Tonight was a very bad night for John McCain. He came into the debate with a steep hill to climb. He ended the debate further behind.
John McCain began the debate well. Thirty minutes into the debate the wheels came off. He was goaded into bringing up William Ayers and ACORN. He brought up both in one poorly cadenced sentence that rushed past McCain’s lips. With that John McCain showed the American public the pettiness of his election campaign. While the country is struggling with an economic crisis and families are struggling with their bills, John McCain made his campaign about school yard taunts and not about the American people. In a little over five minutes of frothing at the mouth about Barack Obama and his "associations", John McCain had lowered himself to the status of his running mate, Sarah Palin. That is to say, John McCain – once a man of honor – became a small petty man. Next to him, Barack Obama looked presidential. The only man on that stage who wanted to talk about the American people was Barack Obama. John McCain was more concerned with defending hate mongers from John Lewis’s words than what his campaign should have been about – the American people. Like Sarah Palin, he made himself into a joke of a candidate.

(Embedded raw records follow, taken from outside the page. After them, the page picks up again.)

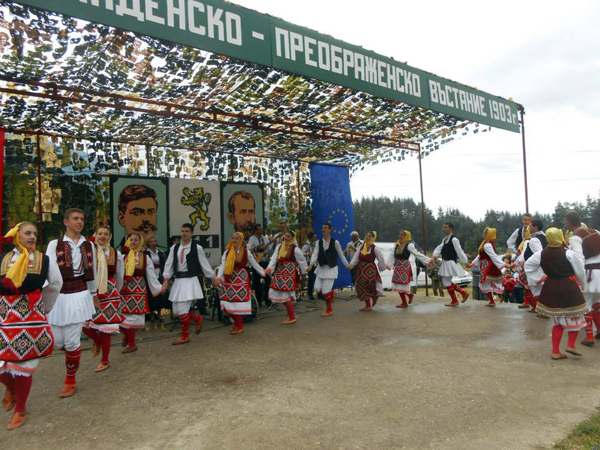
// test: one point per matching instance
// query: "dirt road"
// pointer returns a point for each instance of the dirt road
(428, 377)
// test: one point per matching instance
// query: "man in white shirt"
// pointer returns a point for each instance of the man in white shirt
(258, 244)
(185, 262)
(451, 251)
(326, 254)
(518, 235)
(351, 248)
(585, 242)
(77, 301)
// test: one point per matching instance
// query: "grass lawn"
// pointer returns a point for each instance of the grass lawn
(585, 436)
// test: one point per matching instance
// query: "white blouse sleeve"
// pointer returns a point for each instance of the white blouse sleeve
(273, 262)
(340, 252)
(204, 264)
(221, 268)
(168, 272)
(578, 267)
(151, 277)
(253, 264)
(53, 285)
(300, 259)
(380, 259)
(489, 249)
(459, 250)
(420, 256)
(120, 274)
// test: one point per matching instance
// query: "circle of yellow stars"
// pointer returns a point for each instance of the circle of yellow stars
(346, 223)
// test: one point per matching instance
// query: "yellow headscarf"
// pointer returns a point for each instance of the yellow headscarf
(130, 259)
(283, 249)
(368, 242)
(555, 237)
(402, 242)
(230, 260)
(490, 235)
(18, 270)
(102, 274)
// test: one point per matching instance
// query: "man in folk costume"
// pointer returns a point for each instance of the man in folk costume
(535, 243)
(77, 302)
(561, 297)
(29, 285)
(234, 275)
(110, 272)
(404, 275)
(139, 278)
(518, 236)
(185, 262)
(368, 280)
(451, 251)
(586, 243)
(491, 266)
(287, 264)
(159, 258)
(326, 254)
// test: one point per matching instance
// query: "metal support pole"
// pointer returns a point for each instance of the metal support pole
(423, 221)
(40, 210)
(522, 111)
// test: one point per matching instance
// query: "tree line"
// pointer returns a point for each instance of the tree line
(389, 216)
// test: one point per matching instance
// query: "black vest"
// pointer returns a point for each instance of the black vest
(519, 237)
(448, 251)
(405, 253)
(192, 261)
(32, 282)
(329, 257)
(528, 252)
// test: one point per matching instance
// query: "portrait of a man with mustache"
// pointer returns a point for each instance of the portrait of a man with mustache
(138, 210)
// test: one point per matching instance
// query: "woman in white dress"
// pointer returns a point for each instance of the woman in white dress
(234, 275)
(286, 265)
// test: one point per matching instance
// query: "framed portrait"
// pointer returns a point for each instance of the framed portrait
(139, 204)
(243, 207)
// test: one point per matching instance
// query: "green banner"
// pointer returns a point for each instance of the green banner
(231, 30)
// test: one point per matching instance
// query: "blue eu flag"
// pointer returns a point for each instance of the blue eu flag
(332, 202)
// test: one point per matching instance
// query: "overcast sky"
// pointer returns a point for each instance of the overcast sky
(546, 55)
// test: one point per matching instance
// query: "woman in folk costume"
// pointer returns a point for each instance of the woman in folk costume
(561, 297)
(491, 266)
(110, 271)
(139, 276)
(368, 280)
(235, 277)
(29, 285)
(404, 271)
(286, 265)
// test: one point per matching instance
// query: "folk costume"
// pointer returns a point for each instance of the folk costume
(74, 305)
(586, 243)
(491, 267)
(185, 262)
(368, 280)
(561, 297)
(236, 289)
(326, 254)
(139, 278)
(161, 301)
(29, 285)
(287, 265)
(110, 272)
(451, 252)
(405, 273)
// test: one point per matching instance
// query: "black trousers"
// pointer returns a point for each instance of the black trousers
(257, 284)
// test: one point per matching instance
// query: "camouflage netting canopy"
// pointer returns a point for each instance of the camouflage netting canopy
(107, 101)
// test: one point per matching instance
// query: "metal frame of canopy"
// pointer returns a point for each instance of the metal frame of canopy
(103, 99)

McCain spent the remainder of the debate either being angry or pushing Republican ideology on social issues, tax policy, education and healthcare. Early on in the debate McCain declared he was not George Bush. Late in the debate he proved that he indeed was George Bush by pushing familiar and failed policy prescriptions. He may have made his base happy, but the few independents that remained undecided probably moved into Obama’s column tonight.
So, the narrative is set now. Barack Obama is calm, thoughtful, and presidential. John McCain is angry, erratic, and petty. The risky candidate is John McCain – a trait that always loses elections.
As it stands tonight, this race has all the hallmarks of an electoral landslide. All that remains now are three weeks of ugliness from the McCain campaign. Then the American people finally speak at the polls.